153 yıl önce darbeye teşebbüs edenler idama çarptırılmıştı!
Osmanlı İmparatorluğu'nda yeniçeri isyanlarının bitip tükenmek bilmemesi üzerine İkinci Mahmud, 1826'da yeniçeri ocağını ortadan kaldırıp yeni bir ordu kurmuştu. Ancak bu hadisenin üzerinden 33 yıl geçmişti ki, yeni orduyu kuran Sultan İkinci Mahmud'un oğlu Sultan Abdülmecid'in saltanatı sırasında 1859'da yine bir darbe teşebbüsü oldu.

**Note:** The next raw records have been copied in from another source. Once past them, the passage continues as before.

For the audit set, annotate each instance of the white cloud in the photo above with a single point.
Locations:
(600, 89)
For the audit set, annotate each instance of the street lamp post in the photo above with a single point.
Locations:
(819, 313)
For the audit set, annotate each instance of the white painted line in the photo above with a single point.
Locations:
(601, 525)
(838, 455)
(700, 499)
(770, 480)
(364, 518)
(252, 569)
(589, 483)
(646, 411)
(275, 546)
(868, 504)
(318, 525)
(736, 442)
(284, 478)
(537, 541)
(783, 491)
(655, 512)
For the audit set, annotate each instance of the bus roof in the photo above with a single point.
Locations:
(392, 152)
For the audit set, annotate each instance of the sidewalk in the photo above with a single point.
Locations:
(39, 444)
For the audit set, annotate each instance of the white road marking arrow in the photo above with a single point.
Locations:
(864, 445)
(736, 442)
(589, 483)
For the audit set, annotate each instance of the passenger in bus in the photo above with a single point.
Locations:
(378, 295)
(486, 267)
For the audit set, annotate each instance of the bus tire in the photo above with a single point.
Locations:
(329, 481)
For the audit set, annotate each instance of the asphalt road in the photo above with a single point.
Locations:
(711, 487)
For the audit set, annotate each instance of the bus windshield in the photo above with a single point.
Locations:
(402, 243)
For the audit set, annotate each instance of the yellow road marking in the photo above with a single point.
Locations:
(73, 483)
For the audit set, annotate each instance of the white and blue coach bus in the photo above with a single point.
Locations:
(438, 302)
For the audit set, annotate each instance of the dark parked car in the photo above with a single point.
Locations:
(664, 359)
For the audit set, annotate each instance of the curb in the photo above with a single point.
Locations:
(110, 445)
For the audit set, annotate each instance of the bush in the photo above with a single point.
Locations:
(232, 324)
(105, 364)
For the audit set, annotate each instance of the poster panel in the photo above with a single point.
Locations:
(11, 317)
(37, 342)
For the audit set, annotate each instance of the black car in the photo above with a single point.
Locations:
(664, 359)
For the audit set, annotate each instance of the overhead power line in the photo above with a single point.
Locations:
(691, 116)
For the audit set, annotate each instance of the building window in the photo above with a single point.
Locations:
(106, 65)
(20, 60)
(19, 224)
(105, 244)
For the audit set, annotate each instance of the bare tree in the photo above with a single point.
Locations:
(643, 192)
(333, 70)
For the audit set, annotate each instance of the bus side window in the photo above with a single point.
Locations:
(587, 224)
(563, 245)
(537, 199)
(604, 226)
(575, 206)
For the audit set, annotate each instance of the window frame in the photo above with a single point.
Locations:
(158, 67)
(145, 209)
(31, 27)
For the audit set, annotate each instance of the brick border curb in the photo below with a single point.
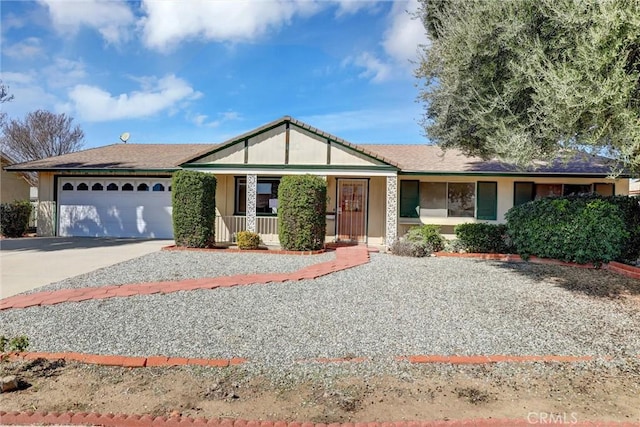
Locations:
(122, 420)
(128, 361)
(346, 257)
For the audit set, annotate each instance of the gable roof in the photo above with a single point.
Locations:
(422, 158)
(302, 125)
(152, 157)
(408, 159)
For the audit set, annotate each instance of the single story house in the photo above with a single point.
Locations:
(376, 191)
(13, 186)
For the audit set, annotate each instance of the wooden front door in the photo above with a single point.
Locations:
(352, 210)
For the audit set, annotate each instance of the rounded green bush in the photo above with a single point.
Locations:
(302, 208)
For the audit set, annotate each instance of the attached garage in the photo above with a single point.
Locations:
(115, 206)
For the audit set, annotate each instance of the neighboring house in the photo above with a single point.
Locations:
(376, 191)
(13, 186)
(634, 187)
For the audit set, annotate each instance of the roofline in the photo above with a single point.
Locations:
(288, 119)
(513, 174)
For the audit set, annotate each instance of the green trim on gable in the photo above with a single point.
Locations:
(289, 167)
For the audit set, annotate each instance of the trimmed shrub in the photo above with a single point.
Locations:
(427, 234)
(404, 247)
(483, 237)
(302, 208)
(247, 240)
(582, 229)
(194, 208)
(14, 218)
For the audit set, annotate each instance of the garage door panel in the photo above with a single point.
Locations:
(115, 213)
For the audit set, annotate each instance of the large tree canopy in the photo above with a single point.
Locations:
(531, 79)
(41, 134)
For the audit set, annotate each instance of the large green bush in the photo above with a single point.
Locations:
(428, 235)
(194, 208)
(483, 238)
(302, 208)
(583, 229)
(14, 218)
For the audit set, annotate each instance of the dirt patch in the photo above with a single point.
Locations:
(583, 391)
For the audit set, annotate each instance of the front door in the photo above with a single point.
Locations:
(352, 209)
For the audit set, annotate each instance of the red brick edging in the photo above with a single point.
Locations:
(122, 420)
(346, 257)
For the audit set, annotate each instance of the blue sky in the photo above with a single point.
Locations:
(205, 71)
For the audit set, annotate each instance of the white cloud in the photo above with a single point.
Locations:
(400, 45)
(64, 73)
(95, 104)
(112, 19)
(375, 69)
(202, 120)
(28, 48)
(405, 34)
(167, 23)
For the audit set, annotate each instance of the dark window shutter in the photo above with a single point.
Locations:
(523, 192)
(487, 200)
(409, 198)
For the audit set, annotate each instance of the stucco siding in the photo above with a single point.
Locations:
(306, 148)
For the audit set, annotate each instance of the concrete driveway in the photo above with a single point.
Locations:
(29, 263)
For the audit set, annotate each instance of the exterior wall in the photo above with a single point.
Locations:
(13, 186)
(377, 211)
(306, 149)
(46, 225)
(267, 148)
(505, 187)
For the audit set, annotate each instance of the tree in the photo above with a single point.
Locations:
(41, 134)
(533, 79)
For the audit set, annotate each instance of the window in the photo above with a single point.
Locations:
(461, 199)
(604, 189)
(570, 189)
(442, 199)
(433, 199)
(487, 201)
(266, 196)
(527, 191)
(409, 198)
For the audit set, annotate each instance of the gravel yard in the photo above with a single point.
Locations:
(390, 307)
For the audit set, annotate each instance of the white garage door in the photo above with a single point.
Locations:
(117, 207)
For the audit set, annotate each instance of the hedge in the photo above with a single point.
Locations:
(194, 208)
(302, 207)
(582, 229)
(483, 238)
(14, 218)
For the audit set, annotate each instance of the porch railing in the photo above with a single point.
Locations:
(228, 226)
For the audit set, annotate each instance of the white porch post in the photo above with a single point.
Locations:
(252, 194)
(392, 210)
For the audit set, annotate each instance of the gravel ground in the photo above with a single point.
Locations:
(177, 265)
(389, 307)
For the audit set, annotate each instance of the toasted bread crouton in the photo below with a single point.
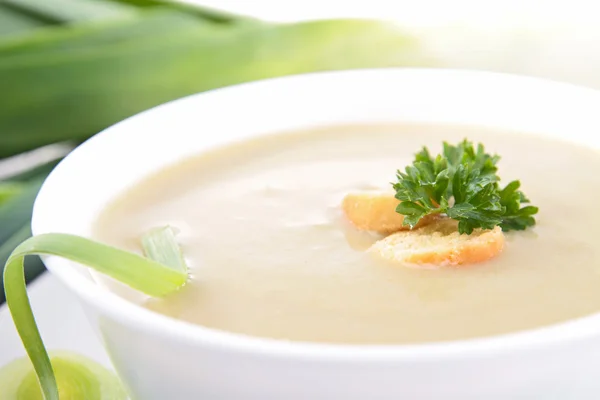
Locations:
(440, 244)
(376, 212)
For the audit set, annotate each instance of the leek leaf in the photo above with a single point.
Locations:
(140, 273)
(98, 86)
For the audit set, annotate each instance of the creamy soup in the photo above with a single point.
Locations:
(272, 255)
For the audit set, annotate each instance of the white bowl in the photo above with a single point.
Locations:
(162, 358)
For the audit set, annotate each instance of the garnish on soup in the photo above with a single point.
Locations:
(462, 184)
(455, 201)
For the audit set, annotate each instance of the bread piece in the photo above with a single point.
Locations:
(440, 244)
(376, 212)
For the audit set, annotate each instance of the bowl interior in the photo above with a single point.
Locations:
(114, 160)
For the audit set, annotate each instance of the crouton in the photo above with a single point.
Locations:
(440, 244)
(376, 212)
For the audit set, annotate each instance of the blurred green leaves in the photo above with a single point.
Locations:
(70, 68)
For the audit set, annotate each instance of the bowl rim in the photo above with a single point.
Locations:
(170, 328)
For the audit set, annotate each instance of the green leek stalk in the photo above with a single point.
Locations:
(161, 272)
(78, 83)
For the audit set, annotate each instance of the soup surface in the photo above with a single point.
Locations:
(272, 255)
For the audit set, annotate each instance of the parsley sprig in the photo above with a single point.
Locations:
(461, 183)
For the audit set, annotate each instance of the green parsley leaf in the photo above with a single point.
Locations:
(462, 183)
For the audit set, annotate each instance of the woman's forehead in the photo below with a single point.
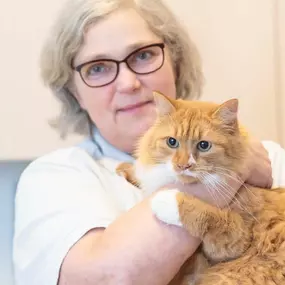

Saray harcamalarının müsrifliğe varması, ekonomik durumun bozukluğu ve 1856'da ilan edilen Islahat Fermanı'nda gayrimüslimlere tanınan haklara duyulan tepkiler Sultan Abdülmecid'e karşı bir darbe teşebbüsüne yol açtı. İstedikleri mevki ve makamlara getirilmeyen, değişik fikirlerdeki bazı askerler, ulema ve mülkiye memurları Sultan Abdülmecid ve dönemin yöneticilerini değiştirmek için 1859 yılı başlarında gizli bir örgüt kurdular. Sultan Abdülmecid'in bir suikastla ortadan kaldırılıp, yerine kardeşi Abdülaziz'in getirilmesi planlanmıştı. Ancak kendilerine katılmaya davet ettikleri Mirliva (General) Hasan Paşa'nın durumu üstlerine ihbar etmesiyle, topluluğun darbe teşebbüsü suya düştü. Darbeciler 14 Eylül 1859'da Kılıç Ali Paşa Camii'nde suçüstü yakalandılar. Bu konu hakkında teferruatlı bilgi Uluğ İğdemir, Burak Onaran ve Zekeriya Türkmen'in çalışmalarından öğrenilebilir.
KULELİ YARGILAMALARI
Örgüt üyelerinin yargılanması için Sadrazam Alî Paşa ve üst düzey devlet adamlarının oluşturduğu olağanüstü bir mahkeme kuruldu. Mahkemede sadrazamdan başka Şeyhülislâm Mehmed Sâdeddin Efendi, Serasker Rızâ Paşa, Meclis-i Alî-i Tanzimât Reisi Mehmed Paşa, Meclis-i Vâlâ Reisi Yusuf Kâmil Paşa ve Dâr-ı Şûrâ-yı Askerî Reisi Mustafa Zarif Paşa vardı. Mahkemenin kâtipliğini ise o sırada Meclis-i Vâlâ ikinci kâtipliğinde bulunan ve 1876'da ilk modern darbeyi yapacak olan Midhat Efendi (Paşa) yapıyordu. Örgüt üyeleri Kuleli Kışlası'nda hapsedilmiş ve yargılanmaları da bu kışlada yapılmıştı. Bu yüzden hadiseye Kuleli Vak'ası adı verildi.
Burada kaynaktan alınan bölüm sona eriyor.